Mifepristone is one drug in the two-part sequence typically used in pill-induced abortions. About one in two abortions in the U.S. are carried out with medication.
The case has returned Texas to the center of America’s abortion debate. A strict abortion ban took effect in the state months before the Supreme Court overturned Roe v. Wade last year.
But this time, the order in Texas could influence abortion access as far away as New York, which has long had some of America’s most robust reproductive protections.
Last year, New York City moved to guarantee free medication abortion access for anyone who needs it.
Here is what New Yorkers should know about the mifepristone case.
What is mifepristone?
Mifepristone is an abortion pill that was approved by the Food and Drug Drug Administration in 2000. It is typically used with a second drug, misoprostol, to end a pregnancy within the first 10 weeks.
Under FDA rules, mifepristone can only be prescribed by certified health care providers. The hormone-blocker has been used by more than 5 million people in the U.S. since its approval.
Challengers in the Texas case claim the drug’s safety was never fully vetted. Medical groups say the pill has a strong safety record.
In New York, the City Council passed a law last year requiring city-run health clinics to offer free sequences of mifepristone and misoprostol.
Will New Yorkers lose access to mifepristone?

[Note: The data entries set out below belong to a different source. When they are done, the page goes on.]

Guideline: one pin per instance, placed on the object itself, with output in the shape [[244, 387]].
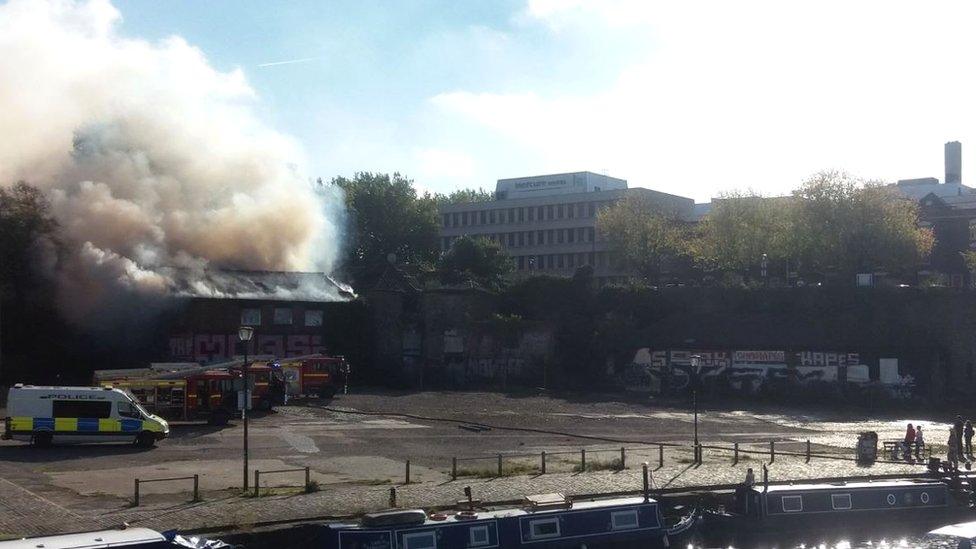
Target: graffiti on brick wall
[[479, 356], [741, 370], [217, 347]]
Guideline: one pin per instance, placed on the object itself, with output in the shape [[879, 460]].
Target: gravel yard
[[360, 445]]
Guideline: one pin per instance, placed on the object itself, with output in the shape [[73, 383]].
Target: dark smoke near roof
[[157, 167]]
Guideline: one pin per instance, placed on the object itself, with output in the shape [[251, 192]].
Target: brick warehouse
[[293, 314]]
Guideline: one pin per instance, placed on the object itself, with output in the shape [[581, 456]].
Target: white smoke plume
[[155, 162]]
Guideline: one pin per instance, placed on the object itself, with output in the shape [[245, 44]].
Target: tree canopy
[[739, 229], [643, 236], [26, 225], [845, 225], [476, 259], [387, 217], [831, 225]]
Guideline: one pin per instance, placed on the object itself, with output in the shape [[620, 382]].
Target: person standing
[[952, 452], [919, 442], [968, 435], [909, 440], [958, 429]]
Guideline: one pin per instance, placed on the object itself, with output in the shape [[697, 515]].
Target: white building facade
[[547, 224]]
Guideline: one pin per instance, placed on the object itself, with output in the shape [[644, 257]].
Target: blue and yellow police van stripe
[[82, 425]]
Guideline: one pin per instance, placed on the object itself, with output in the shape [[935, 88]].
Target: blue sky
[[692, 98]]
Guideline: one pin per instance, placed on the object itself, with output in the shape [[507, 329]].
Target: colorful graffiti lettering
[[743, 370], [216, 347]]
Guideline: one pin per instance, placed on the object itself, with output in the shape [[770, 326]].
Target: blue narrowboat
[[775, 509], [544, 522]]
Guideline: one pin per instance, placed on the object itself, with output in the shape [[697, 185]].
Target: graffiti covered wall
[[217, 347], [750, 371]]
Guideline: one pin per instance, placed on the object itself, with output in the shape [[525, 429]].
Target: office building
[[547, 223]]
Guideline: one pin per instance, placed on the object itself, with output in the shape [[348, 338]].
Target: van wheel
[[146, 440], [42, 440]]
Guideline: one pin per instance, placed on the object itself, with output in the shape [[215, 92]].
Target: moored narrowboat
[[777, 509], [547, 521]]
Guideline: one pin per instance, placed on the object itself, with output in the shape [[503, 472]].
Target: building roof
[[919, 188], [276, 285]]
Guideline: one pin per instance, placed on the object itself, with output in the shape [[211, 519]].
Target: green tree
[[26, 226], [740, 228], [29, 323], [461, 196], [844, 225], [643, 236], [387, 217], [476, 259]]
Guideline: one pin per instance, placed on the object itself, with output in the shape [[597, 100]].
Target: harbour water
[[822, 541]]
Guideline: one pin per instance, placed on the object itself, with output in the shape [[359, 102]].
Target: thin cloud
[[288, 62]]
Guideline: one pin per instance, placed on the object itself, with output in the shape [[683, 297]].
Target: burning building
[[293, 314]]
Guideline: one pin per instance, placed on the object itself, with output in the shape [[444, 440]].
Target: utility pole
[[245, 333]]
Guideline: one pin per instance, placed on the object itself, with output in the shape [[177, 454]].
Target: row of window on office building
[[542, 237], [281, 316], [561, 261], [551, 212]]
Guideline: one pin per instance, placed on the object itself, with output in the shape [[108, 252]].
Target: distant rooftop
[[560, 183], [916, 189], [278, 285]]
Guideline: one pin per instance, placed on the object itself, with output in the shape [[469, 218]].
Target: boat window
[[792, 504], [621, 520], [544, 528], [420, 540], [840, 501], [478, 536]]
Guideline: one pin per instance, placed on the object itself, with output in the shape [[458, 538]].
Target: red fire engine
[[199, 393]]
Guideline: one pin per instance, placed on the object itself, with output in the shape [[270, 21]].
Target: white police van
[[42, 415]]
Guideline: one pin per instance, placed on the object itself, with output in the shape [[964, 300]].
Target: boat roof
[[577, 505], [88, 540], [848, 485], [965, 530]]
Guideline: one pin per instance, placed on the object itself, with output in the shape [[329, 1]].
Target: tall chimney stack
[[953, 157]]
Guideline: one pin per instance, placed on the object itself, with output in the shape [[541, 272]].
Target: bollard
[[647, 495]]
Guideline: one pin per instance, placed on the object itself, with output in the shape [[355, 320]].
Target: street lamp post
[[245, 333], [695, 378]]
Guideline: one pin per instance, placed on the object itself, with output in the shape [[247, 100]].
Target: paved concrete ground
[[357, 458]]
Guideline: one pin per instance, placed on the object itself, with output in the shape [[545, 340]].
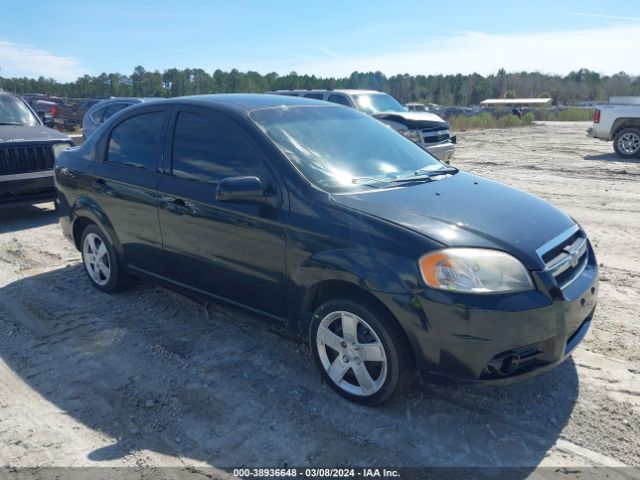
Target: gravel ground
[[149, 378]]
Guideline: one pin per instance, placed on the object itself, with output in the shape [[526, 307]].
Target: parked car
[[27, 153], [45, 107], [416, 107], [67, 114], [102, 111], [426, 129], [327, 222], [619, 120]]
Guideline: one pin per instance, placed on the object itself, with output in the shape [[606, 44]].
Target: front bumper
[[443, 151], [27, 188], [458, 337]]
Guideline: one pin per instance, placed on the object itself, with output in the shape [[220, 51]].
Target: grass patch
[[487, 120]]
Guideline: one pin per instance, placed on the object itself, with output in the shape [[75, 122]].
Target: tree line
[[463, 90]]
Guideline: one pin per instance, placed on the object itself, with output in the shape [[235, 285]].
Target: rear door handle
[[100, 186]]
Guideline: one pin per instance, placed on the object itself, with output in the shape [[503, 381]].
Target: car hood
[[414, 120], [465, 210], [23, 133]]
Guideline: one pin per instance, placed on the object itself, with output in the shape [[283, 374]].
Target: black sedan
[[325, 220]]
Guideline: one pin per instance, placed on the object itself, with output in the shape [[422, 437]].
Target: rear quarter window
[[135, 142]]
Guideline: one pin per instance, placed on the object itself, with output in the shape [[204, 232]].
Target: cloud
[[607, 49], [609, 17], [20, 60]]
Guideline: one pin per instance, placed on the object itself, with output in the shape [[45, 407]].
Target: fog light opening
[[504, 364]]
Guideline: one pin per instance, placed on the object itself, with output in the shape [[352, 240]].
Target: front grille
[[567, 257], [25, 159]]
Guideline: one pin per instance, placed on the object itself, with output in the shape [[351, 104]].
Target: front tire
[[627, 143], [361, 355], [100, 261]]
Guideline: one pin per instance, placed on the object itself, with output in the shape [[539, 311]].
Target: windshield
[[372, 103], [339, 149], [14, 111]]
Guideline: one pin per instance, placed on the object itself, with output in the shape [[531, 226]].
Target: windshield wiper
[[435, 173]]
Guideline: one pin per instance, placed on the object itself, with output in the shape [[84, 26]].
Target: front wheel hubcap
[[351, 353], [96, 259], [629, 143]]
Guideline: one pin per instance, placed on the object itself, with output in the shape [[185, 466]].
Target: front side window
[[372, 103], [136, 141], [208, 148], [339, 149], [14, 111]]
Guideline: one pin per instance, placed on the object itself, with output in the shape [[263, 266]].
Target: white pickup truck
[[619, 120]]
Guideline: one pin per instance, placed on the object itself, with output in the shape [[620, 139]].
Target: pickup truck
[[618, 120]]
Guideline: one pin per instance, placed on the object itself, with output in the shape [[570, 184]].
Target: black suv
[[325, 220], [27, 153]]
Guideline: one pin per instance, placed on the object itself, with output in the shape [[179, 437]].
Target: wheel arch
[[625, 122], [85, 212]]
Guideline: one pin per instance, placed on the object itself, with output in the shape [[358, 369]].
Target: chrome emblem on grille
[[574, 255]]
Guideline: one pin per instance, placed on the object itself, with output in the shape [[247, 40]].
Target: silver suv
[[426, 129]]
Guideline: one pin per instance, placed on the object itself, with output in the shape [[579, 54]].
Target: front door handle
[[178, 206], [100, 186]]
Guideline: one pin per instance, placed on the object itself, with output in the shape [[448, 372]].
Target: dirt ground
[[149, 378]]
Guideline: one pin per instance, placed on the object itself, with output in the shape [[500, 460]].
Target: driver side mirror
[[240, 189]]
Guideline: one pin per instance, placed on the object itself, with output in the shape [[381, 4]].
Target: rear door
[[231, 250], [125, 185]]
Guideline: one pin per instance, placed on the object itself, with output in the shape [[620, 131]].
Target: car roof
[[347, 91], [246, 101]]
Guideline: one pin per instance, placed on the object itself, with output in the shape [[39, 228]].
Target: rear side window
[[210, 148], [113, 109], [98, 114], [339, 99], [136, 141]]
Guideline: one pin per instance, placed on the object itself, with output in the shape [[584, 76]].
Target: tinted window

The ruling by Amarillo, Texas, Judge Matthew Kacsmaryk, a conservative appointee of former President Donald Trump, could push the pill off the market across the nation.
The order marks a remarkable challenge to the FDA’s authority, and promises a swift challenge from Washington.
For now, at least, abortion-seekers in New York and across the U.S. will be left to pursue other avenues if they seek to terminate their pregnancies.
“This case is outlandish and unprecedented,” Donna Lieberman, executive director of the American Civil Liberties Union, said before Kacsmaryk’s order. “It’s simply about extending the long arm of those who would ban abortion into places like New York.”
Do New Yorkers have other medication abortion options?
Yes. Misoprostol, the second drug typically used with mifepristone, could still be used. It is used on its own in other countries where mifepristone is not available. But misoprostol is not as effective when used without mifepristone.
What happens next in the case?
The order threatens the FDA’s drug approval authority and abortion access, and the federal government is expected to appeal to U.S. Court of Appeals for the Fifth Circuit, a conservative court based in New Orleans.
If the appeals court declines a request for a stay of Kacsmaryk’s injunction, the case could quickly wind up at the Supreme Court. That court, remade by Trump, has a 6-to-3 conservative majority that erased the federal right to abortion in Dobbs v. Jackson last summer.
But it is unclear the nation’s top court would handle the pill case.
“It’s difficult to predict how they would feel about this,” said Carl Tobias, a law professor at th University of Richmond. “They might be concerned about the FDA approval process and the lack of precedent.”